2024-03-05T14:17:19+00:00

Bliksem

Roar Rookie


That is a very South African point of view. In think we can learn a lot from AFL with every single team that made the finals over two decades. It is a very successful competition become it was structured from the start on the fair go principle.

2024-03-05T14:13:03+00:00

Brendan NH Fan

Roar Rookie


You will find very few leagues that are competitive within the first 5-10 years who start from scratch. I am not sure its the league's job to make sure that the teas are. Yes rules can be brought in to do minimum spend or minimum off field standards. Imagine if the URC was discussing axing the Sharks because they have never made a semi and are currently bottom. Zebre have been poor but they are growing slowly, Benetton and Connacht would both have been axed long ago aswell. Only leagues were league can be manipulated to make all teams competitive either are the only professional league in that sport (AFL) or the leagues that are much richer than competitors in the same sport (NRL, NFL, NHL). Doing a draft for Sr would be a shopping list for European club. Best thing RA could have done was remove any OS requirements for the first 5 years and just let the team hire who they could.

2024-03-05T13:28:10+00:00

Guess

Roar Rookie


Not rebels. Aru did it to themselves

2024-03-05T12:32:27+00:00

Cec

Roar Rookie


RA are on borrowed time, quite literally now operating on an overdraft. Do you keep funding at all cost and risk having the whole fleet sink or do you cut the biggest millstone? At some point survival instincts kick in but there is more to play out with VIC vs RA. I wonder how much of that overdraft RA will have to use to defend that lawsuit which means less money for everyone else.

2024-03-05T12:15:37+00:00

Bliksem

Roar Rookie


No is is probably not, but that is not gonna happen.

2024-03-05T12:15:05+00:00

Bliksem

Roar Rookie


Looks like the Rebels are burning the Rugby Australia family home. Sometimes you just need to wait until it all burns down before you can rebuild.

2024-03-05T12:13:40+00:00

Bliksem

Roar Rookie


They cut to 18 teams because the new teams were not competitive. Just imagine where we could have been if there was some form of equalisation to help them become competitive within a couple of years instead of just axing them. As Force supported this worked out very well for us as we can at least get the funding to build up our local community rugby and catch up after decades of neglect from RA.

2024-03-05T12:09:59+00:00

Bliksem

Roar Rookie


I thanks.

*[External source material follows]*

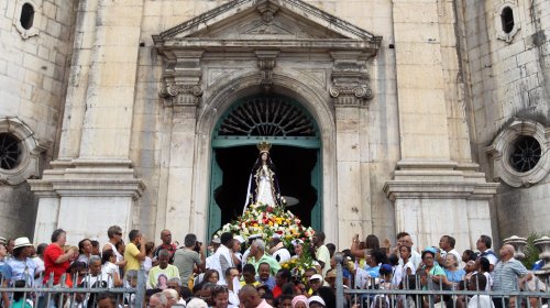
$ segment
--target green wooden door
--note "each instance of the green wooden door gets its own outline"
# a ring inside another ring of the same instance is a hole
[[[209,237],[223,223],[221,221],[220,205],[216,201],[216,194],[223,186],[224,176],[223,167],[220,167],[217,161],[218,151],[256,145],[263,140],[273,144],[274,147],[282,145],[292,148],[317,151],[317,161],[307,183],[311,185],[317,195],[316,202],[311,208],[311,227],[315,229],[322,228],[321,141],[317,124],[308,111],[292,98],[260,95],[235,101],[220,118],[212,133]],[[250,162],[251,166],[252,163],[253,161]],[[276,164],[284,164],[284,162],[276,162]],[[243,186],[242,191],[244,193],[246,187],[245,185]],[[238,189],[241,190],[241,188]],[[282,194],[285,195],[285,191],[282,191]],[[243,202],[244,198],[243,194]],[[289,208],[289,210],[293,211],[293,208]]]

The way Tattarang is building up rugby from the bottom up is the only way to build a sustainable rugby team from WA for WA. Quick fixes is the NSW way, we don’t need a superstar coach, we need to get our local rugby better year after year. If an experience coach wants to help they need to do it within the bottoms up structure. Results will come we just need to be patient.